Mr Gove was once a journalist, and three months ago said the inquiry might have a “chilling” effect on the press. He clearly hadn’t come to roll over. You could see it in his posture: always leaning sharply forward, as if to confront his interrogators. Without embarrassment he described Rupert Murdoch as “one of the most impressive and significant figures of the last 50 years”. He spoke out against the creation of new press regulations, and stressed the importance of free speech.

Perhaps all this makes his performance sound pompous. Yet it wasn’t. Even – or perhaps especially – at his most serious, Mr Gove is drolly camp. There’s more than a whiff of Niles Crane about him.

Lord Leveson didn’t seem amused. “I don’t need to be told the importance of liberty, Mr Gove,” he said frostily. “I really don’t.” Mr Gove didn’t so much as blink.

http://www.telegraph.co.uk/news/uknews/leveson-inquiry/9298341/Leveson-sketch-Michael-Gove-Secretary-of-State-for-Rogets.html

Even the BBC News analysis was quite complimentary:

He is one of the highest profile libertarians in his party and he gave a passionate defence of the right of freedom of speech. But the suggestion that it counted for nothing unless some people were offended some of the time, clearly got under Lord Justice Leveson’s skin.

The long, tense exchange that followed between the two men got to the very heart of the argument that Leveson is wrestling with – whether new laws and regulation will be needed to rein in the press.

The background to all this is a speech Mr Gove made a few months ago when he warned that the Leveson inquiry could have a “chilling” effect on press freedoms.

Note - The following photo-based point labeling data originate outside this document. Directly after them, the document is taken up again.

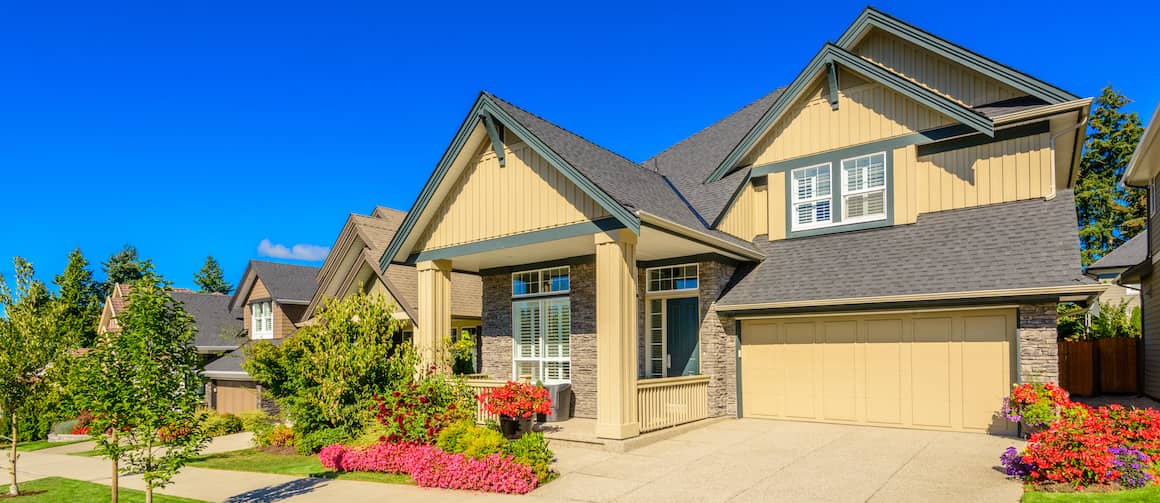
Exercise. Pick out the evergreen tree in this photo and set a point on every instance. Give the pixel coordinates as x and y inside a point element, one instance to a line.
<point>210,278</point>
<point>123,267</point>
<point>1109,213</point>
<point>80,300</point>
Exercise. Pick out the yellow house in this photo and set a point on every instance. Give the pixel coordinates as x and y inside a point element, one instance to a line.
<point>882,241</point>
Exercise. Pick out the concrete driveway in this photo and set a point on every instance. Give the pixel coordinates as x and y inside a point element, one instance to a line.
<point>758,460</point>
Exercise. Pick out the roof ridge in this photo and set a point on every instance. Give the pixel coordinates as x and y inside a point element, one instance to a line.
<point>636,165</point>
<point>690,137</point>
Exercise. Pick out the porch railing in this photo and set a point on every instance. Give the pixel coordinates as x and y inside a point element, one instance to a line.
<point>671,401</point>
<point>478,387</point>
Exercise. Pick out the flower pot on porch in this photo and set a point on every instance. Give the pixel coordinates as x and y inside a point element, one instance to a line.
<point>514,428</point>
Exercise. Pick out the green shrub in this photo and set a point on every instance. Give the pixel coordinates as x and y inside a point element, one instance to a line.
<point>314,440</point>
<point>531,450</point>
<point>471,440</point>
<point>217,424</point>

The education secretary has expressed his concern that the case for liberty could be drowned out by the anger over phone hacking. This performance in the witness box ensures that that argument will be heard and his close relationship with the prime minister means it’s a message that will go right to the top once the inquiry reaches its conclusion.

http://www.bbc.co.uk/news/uk-politics-18257958

Sadly, this excellent exchange is highly unlikely to have any bearing on the outcome of the enquiry, the findings of which Leveson is probably already writing as he still hears evidence. Leveson clearly views himself as the moral arbiter of the media, and will no doubt recommend some new burdensome regulations and oversight to further suppress freedom of expression in the press. The best hope for those on my side of the argument will be that as has been the case with so many other enquiries, the findings will be warmly praised, filed away and never acted upon.

Nonetheless, yesterday was a good day for freedom of expression in Britain, as Michael Gove revealed the faux-concern of the Levesons and other pro-regulation afficionados for the overbearing, control-freakish sham that it is, and sounded a call to arms for the defence of freedom of speech in this country.